Nel mondo cattolico, infatti, ci furono diversi esponenti ed anche dei santi collegati in qualche modo alla Prima Guerra Mondiale: stiamo parlando del Papa del tempo, Benedetto XV, di S. Pio da Pietrelcina e di don Angelo Roncalli, futuro S. Giovanni XXIII. Un papa, un frate ed un sacerdote che vissero diversamente, ma con lo stesso cuore, quest’ora drammatica. Per l’Italia, neutrale allo scoppio della guerra, le promesse di vedere accolte le ultime istanze risorgimentali, il desiderio di sedere con i grandi d’Europa, il timore di rimanere fuori dai giochi, presero il sopravvento e portarono il re ed il capo del governo Salandra ad entrare in guerra nel 1915, ribaltando come già detto le previsioni e schierandosi dalla parte di Inghilterra e Francia. Sul soglio di Pietro era salito, proprio nel 1914 ed a cannoni già fumanti, Giacomo Paolo Giovanni Battista della Chiesa, che scelse il nome di Benedetto XV. Già dalla sua prima enciclica tentò di esortare e spingere le nazioni alla pace, perché lo spargimento di sangue era già significativo e si poteva pronosticare solo un peggioramento. Nonostante i suoi impegni ed i suoi sforzi, come detto, anche l’Italia, nel 1915, entrò in guerra, e la voce del pontefice fu sempre meno ascoltata. La sua opera, però, non si limitò agli appelli e alla ricerca di una soluzione diplomatica, ma si concretizzò in aiuti alle popolazioni civili colpite dal conflitto e nella nascita di un ufficio destinato a favorire il ricongiungimento dei prigionieri di guerra con i propri familiari. Celebre, nel 1917, fu la sua “Nota di pace”, indirizzata alle cancellerie dei paesi in guerra, in cui usò la famosissima espressione “l’inutile strage” per definire il conflitto che aveva mietuto già vittime e disastri in abbondanza. Questa guerra, per il papa, era il “suicidio dell’Europa Civile”, e per questo coinvolgeva tutti, presunti vinti ma anche presunti vincitori. Il suo appello, che cadeva nello stesso periodo in cui gli Stati Uniti si univano al macabro ballo, rimase inascoltato. Benedetto, però, non cercò di ristabilire la pace solo nel cuore dell’Europa, ma anche nell’impero ottomano, in cui cercò di difendere gli armeni dal genocidio perpetrato ai loro danni, per cui si stima la morte di circa 1,5 milioni di persone.
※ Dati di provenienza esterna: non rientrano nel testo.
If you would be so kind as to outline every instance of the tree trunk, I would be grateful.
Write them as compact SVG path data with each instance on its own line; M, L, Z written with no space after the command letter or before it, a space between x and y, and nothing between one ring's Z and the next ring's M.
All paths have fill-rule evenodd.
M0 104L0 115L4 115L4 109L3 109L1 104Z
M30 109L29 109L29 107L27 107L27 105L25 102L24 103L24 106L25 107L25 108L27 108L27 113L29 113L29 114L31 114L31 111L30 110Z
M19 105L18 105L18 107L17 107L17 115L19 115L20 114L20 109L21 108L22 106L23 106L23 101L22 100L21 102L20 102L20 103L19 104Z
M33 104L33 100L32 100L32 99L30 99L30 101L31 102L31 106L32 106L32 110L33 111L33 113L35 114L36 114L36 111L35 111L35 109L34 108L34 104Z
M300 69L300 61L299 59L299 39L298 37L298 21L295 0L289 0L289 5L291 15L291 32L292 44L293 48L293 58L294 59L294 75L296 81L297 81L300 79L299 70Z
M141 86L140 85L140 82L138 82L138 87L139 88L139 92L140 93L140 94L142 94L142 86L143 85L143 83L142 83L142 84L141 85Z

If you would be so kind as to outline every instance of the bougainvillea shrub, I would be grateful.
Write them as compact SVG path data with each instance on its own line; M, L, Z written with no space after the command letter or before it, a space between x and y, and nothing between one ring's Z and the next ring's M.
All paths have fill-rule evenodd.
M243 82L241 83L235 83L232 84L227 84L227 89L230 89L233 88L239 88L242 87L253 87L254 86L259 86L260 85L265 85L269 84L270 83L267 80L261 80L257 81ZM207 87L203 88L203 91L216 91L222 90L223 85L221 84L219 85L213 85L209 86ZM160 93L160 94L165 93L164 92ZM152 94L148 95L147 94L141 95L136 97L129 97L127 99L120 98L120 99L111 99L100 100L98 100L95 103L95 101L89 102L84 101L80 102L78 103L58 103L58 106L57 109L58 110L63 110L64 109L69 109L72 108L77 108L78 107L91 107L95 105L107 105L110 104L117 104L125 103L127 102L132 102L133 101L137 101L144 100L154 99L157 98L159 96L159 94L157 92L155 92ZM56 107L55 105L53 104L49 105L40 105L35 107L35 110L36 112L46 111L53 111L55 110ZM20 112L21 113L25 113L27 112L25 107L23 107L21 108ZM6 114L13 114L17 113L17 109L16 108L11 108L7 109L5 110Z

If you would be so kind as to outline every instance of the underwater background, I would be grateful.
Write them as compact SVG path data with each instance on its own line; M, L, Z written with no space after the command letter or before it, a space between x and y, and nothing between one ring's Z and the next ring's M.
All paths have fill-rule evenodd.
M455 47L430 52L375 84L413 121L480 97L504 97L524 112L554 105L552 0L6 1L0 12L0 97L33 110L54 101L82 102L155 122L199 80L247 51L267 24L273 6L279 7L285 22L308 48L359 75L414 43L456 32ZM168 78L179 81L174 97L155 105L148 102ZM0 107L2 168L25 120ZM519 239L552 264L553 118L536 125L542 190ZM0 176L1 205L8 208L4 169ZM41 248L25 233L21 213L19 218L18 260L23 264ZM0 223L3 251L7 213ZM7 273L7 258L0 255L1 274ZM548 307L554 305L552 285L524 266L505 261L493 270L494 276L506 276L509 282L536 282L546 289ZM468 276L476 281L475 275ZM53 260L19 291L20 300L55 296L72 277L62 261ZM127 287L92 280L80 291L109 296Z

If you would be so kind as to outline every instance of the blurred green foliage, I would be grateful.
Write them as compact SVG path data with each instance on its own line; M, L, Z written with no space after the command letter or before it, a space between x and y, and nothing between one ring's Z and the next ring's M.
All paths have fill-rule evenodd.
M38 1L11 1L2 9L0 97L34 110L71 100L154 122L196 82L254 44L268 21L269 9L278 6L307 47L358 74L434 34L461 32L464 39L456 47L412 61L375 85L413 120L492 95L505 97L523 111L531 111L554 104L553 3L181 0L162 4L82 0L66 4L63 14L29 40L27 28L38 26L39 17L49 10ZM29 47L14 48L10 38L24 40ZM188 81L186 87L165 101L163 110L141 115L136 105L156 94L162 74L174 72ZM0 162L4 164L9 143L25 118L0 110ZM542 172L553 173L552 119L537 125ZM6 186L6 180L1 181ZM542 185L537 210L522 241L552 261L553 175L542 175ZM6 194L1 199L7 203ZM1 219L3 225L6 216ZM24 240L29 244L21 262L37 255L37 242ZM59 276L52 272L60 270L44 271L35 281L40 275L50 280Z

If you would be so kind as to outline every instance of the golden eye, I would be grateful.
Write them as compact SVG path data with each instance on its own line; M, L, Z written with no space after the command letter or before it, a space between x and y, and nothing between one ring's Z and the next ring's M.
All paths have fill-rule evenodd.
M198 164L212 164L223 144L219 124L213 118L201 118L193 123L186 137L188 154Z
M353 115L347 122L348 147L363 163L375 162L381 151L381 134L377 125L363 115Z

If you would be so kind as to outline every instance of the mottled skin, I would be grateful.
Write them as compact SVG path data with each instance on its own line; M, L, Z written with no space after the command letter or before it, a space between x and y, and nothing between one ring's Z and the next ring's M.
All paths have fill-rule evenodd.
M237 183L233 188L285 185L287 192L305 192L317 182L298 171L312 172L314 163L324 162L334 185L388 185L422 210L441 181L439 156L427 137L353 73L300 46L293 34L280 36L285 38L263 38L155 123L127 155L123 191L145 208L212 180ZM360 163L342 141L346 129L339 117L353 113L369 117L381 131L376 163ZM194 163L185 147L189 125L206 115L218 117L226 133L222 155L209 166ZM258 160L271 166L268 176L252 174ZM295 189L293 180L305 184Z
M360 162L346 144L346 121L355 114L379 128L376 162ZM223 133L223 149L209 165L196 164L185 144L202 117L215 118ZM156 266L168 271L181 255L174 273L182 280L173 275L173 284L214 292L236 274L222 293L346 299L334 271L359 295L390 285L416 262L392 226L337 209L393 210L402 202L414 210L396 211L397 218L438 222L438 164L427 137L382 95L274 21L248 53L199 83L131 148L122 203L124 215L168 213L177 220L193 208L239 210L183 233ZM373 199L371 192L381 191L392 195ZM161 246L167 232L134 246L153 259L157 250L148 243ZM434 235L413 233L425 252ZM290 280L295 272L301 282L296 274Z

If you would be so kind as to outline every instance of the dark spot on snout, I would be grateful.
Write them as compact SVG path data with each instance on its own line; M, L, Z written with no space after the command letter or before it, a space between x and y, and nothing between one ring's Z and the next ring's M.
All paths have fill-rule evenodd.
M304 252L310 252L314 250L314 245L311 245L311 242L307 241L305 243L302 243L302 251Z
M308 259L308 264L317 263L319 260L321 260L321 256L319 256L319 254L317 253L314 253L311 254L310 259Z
Il suo impegno per la pace si mosse, dunque, su più piani.
Da un uomo di azione ed in prima fila nello scenario mondiale, come poteva essere un papa, ad un giovane frate di provincia, coinvolto nella Grande Guerra nelle retrovie: anche Francesco Forgione, già P. Pio da Pietrelcina, prese parte al conflitto, sebbene i suoi problemi di salute ne avessero rinviato più di una volta il suo impegno. Si può ben immaginare come, per un frate santo che amava il silenzio, la preghiera, la meditazione, e che già riceveva visioni soprannaturali, quello della guerra potesse essere uno scenario terrificante; tuttavia svolse il suo impegno a Napoli con fedeltà e con pazienza, accettando di buon grado i miseri compiti che gli spettavano: dai servizi di guardia al trasporto di grandi sacchi da un lato all’altro della caserma, fino alla pulizia di pavimenti e di gabinetti. Il suo più grande rammarico, ben più grande dei guai fisici che già lo caratterizzavano, fu quello di essere lontano dal suo amore, cioè da Gesù: solo quando poteva celebrare la Messa il giovane frate poteva finalmente tornare a vivere. E questo gli diede la forza per sopportare anche il lato peggiore della vita di caserma: turpiloquio, bestemmie, oscenità. Fu riformato definitivamente nel 1918 per “bronco alveolite doppia”, e poté così tornare a S. Giovanni Rotondo, dove da lì a pochi mesi ricevette le stimmate.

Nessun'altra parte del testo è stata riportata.